マルコ  投稿日時 2014/3/5 13:53
狩野法眼にまつわるこんな昔ばなしもあるそうです。

http://ameblo.jp/fflapper/entry-10830206657.html

より。

夜、稲穂をはむ怪物。 ~ 絵師 狩野法眼元信 ― 神波多神社 山辺郡山添村 民話 「波多野村史」

むかし、ある夏のことでした。諸国行脚するみすぼらしい旅絵師が村におとずれました。一夜の宿をもとめ、神波多神社の神宮寺に宿泊を許されたのでした。

10日ほど逗留したときです。絵師はお礼に絵を奉納しようと考えました。さて、何を描こうと境内をあるきまわったり、考え込んだりします。やがて、人々が寝静まった丑三つの頃。神殿の裏でじっと考え込んでいる絵師に月の光が差し込みます。輝く白壁に、力をこめて筆をはしらせました。そしてたくましい一頭の牛を描きあげたのでした。

翌日、絵師はふらっと寺を後にしました。

季節は秋になり、黄金色の稲穂が村一面にひろがります。刈り取りが無事済み、稲架にかけられました。ところが、一晩たった朝、無残にも稲穂が食い荒らされているではありませんか。それが翌日も、翌々日にもつづきました。これはたまったものではない。村人たちは動物の捕まえようと、夜、番をすることにしました。
田を巡回し、あやしいものの姿がないかあたりを見回します。すると、もしゃ、もしゃと穂を食む音が聞こえてきました。月が雲にかくれた暗闇で、なにやら大きな影が穂架のそばに見えます。すっかり肝をひやした村人は、気をとりなおし、「こ、こら!稲をあらす奴は、だれだぁ!」と、声をあげて、影にむかってはやしたてました。影は、のっそりと動き出し、やがて駆け出しました。「ま、待てぇぇ!」村人たちは懸命に、影を追いかけます。追っていくと、神社の境内へと逃げ込みました。神殿の裏で影はジッと立ち止ります。村人は松明をともし、影にかざします。影の正体は、大きな立派な牛でありませんか。月が雲からのぞきます。牛は、月の光を浴びながら、すぅっと・・・白壁へと吸い込まれていきました。すっかり仰天した村人。

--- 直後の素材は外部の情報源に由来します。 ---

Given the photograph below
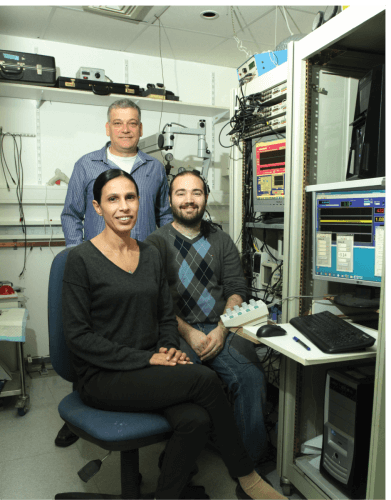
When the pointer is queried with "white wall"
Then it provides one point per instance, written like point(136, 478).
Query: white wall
point(69, 131)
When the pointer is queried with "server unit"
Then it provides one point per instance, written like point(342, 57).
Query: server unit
point(269, 174)
point(369, 127)
point(347, 429)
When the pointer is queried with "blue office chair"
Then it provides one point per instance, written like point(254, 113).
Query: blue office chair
point(112, 431)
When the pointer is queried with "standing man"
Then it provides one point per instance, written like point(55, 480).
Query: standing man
point(124, 128)
point(205, 277)
point(80, 222)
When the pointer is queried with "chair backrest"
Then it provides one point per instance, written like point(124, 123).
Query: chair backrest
point(60, 355)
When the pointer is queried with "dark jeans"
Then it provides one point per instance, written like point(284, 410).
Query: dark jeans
point(193, 401)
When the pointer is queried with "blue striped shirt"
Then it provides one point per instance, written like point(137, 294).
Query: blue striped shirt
point(154, 211)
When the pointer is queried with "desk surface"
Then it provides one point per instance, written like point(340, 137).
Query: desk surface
point(293, 350)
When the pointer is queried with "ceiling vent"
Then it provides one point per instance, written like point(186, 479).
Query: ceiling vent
point(130, 13)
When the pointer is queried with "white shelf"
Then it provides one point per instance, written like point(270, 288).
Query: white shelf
point(359, 28)
point(41, 94)
point(374, 183)
point(293, 350)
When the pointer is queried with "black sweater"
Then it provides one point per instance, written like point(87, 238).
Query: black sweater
point(114, 320)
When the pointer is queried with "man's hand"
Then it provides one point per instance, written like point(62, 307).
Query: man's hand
point(216, 343)
point(170, 357)
point(198, 341)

なんということでしょう。夜な夜な稲穂を食い荒らしていたのは、あの絵師が描いた牛だったのです。翌朝、村人たちは、絵師を探しました。伊賀上野城下にいると聞きつけ、連れてきました。絵師は、ことの顛末を聞くと、牛の絵に松の木を描き足しました。牛に綱をつけ、その松に結わえたのでした。それからというものの牛が、夜な夜な悪さをすることはなくなったとのことでした。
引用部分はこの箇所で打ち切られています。